L’énigme Jean Moulin Maintenant on sait

Publié le par Le Nouvel Observateur par Serge Lafaurie et Laurent Joffrin

Il y a le drame de Caluire, autour duquel s’est développée la polémique des historiens. Mais dans son dernier livre, «Jean Moulin. La République des catacombes»*, l’auteur de sa monumentale biographie** dépasse le cadre de ce «fait divers.

L’énigme Jean Moulin Maintenant on sait

Le Nouvel Observateur. – Pour beaucoup de Français, le nom de Jean Moulin est lié, autant qu’à sa gloire de résistant, au mystère de sa dénonciation et de sa mort aux mains de la Gestapo. Mais dans votre nouveau livre, qui n’est pas le quatrième tome de votre biographie «l’Inconnu du Panthéon», vous ne vous arrêtez pas à la tragédie de Caluire.

Daniel Cordier. – Parce qu’à l’occasion du centième anniversaire de la naissance de Moulin, j’ai souhaité le sortir du ghetto de Caluire! Ce fait divers tragique a malheureusement focalisé la curiosité des chercheurs alors qu’il est sans commune mesure avec l’importance historique de la mission politique et militaire de Jean Moulin. Pour les amateurs d’énigme policière, la trahison dont il fut la victime est le seul titre de Moulin à la gloire médiatique. Au contraire, j’écris pour les passionnés d’histoire.
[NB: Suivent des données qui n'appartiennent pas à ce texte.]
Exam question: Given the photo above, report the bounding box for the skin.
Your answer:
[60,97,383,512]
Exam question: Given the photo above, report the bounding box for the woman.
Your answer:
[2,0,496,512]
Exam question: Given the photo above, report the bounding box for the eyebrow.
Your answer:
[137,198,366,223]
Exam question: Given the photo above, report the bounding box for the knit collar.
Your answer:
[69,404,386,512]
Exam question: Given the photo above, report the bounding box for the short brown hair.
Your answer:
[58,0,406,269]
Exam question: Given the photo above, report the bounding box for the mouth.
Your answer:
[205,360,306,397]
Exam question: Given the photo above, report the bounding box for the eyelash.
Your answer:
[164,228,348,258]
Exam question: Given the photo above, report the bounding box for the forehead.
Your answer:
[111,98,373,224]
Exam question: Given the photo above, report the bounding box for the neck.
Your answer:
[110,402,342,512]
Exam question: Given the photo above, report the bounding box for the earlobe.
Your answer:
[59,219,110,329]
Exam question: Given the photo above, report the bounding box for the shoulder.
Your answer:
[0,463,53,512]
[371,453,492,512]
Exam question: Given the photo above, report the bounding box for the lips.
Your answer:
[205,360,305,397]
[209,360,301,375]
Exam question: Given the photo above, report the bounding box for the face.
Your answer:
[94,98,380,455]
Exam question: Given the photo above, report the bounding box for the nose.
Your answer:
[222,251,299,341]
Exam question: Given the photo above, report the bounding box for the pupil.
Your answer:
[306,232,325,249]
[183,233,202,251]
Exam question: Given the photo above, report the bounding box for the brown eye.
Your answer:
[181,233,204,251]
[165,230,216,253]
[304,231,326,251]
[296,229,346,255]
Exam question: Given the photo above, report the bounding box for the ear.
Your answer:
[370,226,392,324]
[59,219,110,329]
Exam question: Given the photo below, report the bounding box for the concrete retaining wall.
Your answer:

Pour eux, les cinquante mois d’occupation révèlent la dimension considérable de l’œuvre de Jean Moulin, parce que cette longue période permet de décrire dans toute son ampleur l’évolution des relations conflictuelles entre de Gaulle et la Résistance. C’est à partir de cette problématique que doivent être interprétées les initiatives de Moulin. Rien ne peut être compris aujourd’hui sans avoir répondu d’abord à la question: pourquoi les hommes de la France libre et ceux de la Résistance métropolitaine, qui étaient tous des volontaires désintéressés et prêts à tous les sacrifices, furent-ils durant quatre ans en désaccord plus ou moins grave sur la conduite de la guerre clandestine.
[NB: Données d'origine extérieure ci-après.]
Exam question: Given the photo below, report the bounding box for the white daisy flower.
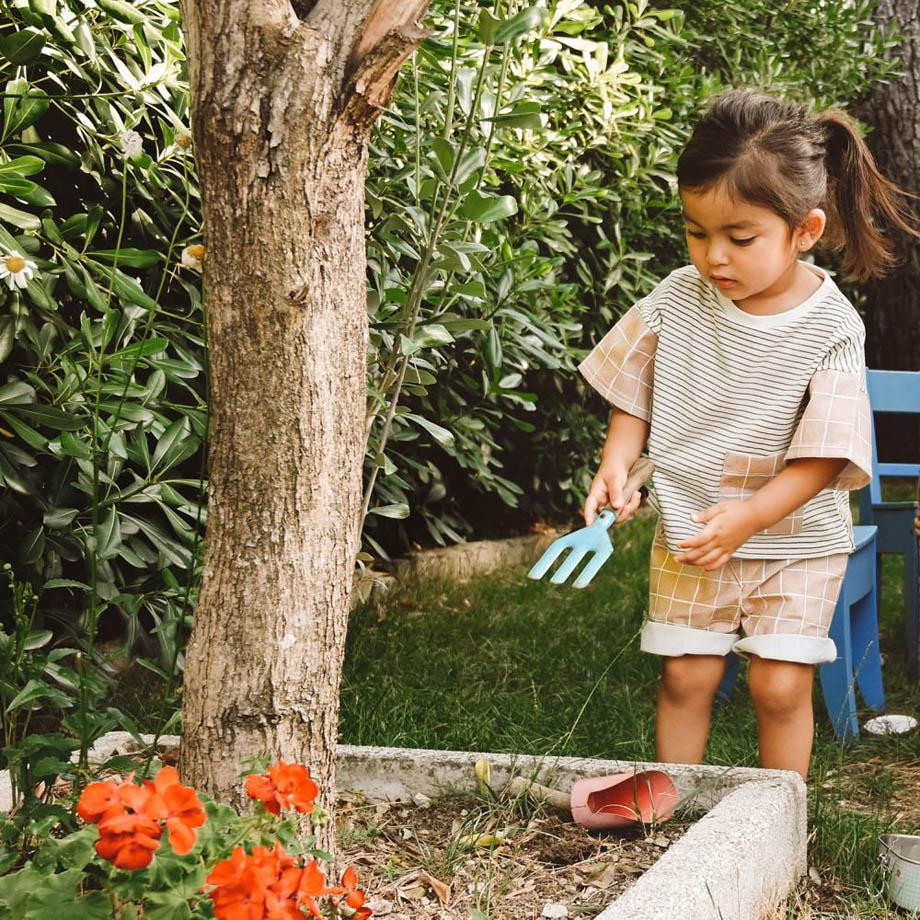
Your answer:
[0,252,36,291]
[121,131,144,160]
[182,243,204,272]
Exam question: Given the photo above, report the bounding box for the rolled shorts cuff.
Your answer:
[639,620,738,657]
[732,633,837,664]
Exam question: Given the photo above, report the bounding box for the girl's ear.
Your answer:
[793,208,827,252]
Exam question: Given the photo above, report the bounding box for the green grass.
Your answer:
[341,518,920,918]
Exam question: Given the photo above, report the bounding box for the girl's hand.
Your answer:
[674,501,762,572]
[582,463,642,527]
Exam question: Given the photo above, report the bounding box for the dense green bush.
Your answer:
[0,0,904,624]
[365,0,893,548]
[0,0,206,704]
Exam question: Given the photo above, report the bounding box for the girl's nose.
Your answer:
[706,244,728,265]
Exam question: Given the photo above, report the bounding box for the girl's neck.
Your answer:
[734,260,823,316]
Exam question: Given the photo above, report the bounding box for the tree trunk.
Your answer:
[181,0,427,846]
[861,0,920,459]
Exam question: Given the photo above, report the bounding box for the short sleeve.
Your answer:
[786,323,872,490]
[578,304,658,421]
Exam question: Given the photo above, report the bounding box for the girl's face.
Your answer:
[680,186,824,309]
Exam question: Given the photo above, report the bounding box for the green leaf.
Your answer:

N. O. – Dans votre introduction, vous faites apparaître l’existence d’une fracture entre de Gaulle et la Résistance métropolitaine, ainsi qu’entre la Résistance des chefs et la Résistance des militants. N’est-ce pas exagéré?

D. Cordier. – Pas pour ceux qui ont vécu cette situation. Ayant eu le privilège de vivre deux ans en Angleterre avant d’être parachuté en France, j’ai eu la chance, dans le poste subalterne que j’occupais au carrefour de toutes les liaisons, d’observer cette fracture entre les «hommes de Londres» (comme les résistants nous désignaient) et les résistants métropolitains. On peut vérifier dans les documents la trace des déchirements qui émaillèrent ces relations. Tout en respectant l’exactitude des faits, j’espère avoir irrigué le passé du tumulte passionnel qui l’agita en permanence. Quant à la Résistance des chefs et celle des militants, c’est un clivage permanent que l’on observe dans les associations de toute nature. La clandestinité et le cloisonnement imposés par la sécurité aggravèrent cette coupure et portèrent au paroxysme le caractère passionnel des oppositions.

N. O. – Cette extension de votre ouvrage aux quatre années de l’occupation vous a-t-elle vraiment appris quelque chose de nouveau sur Moulin?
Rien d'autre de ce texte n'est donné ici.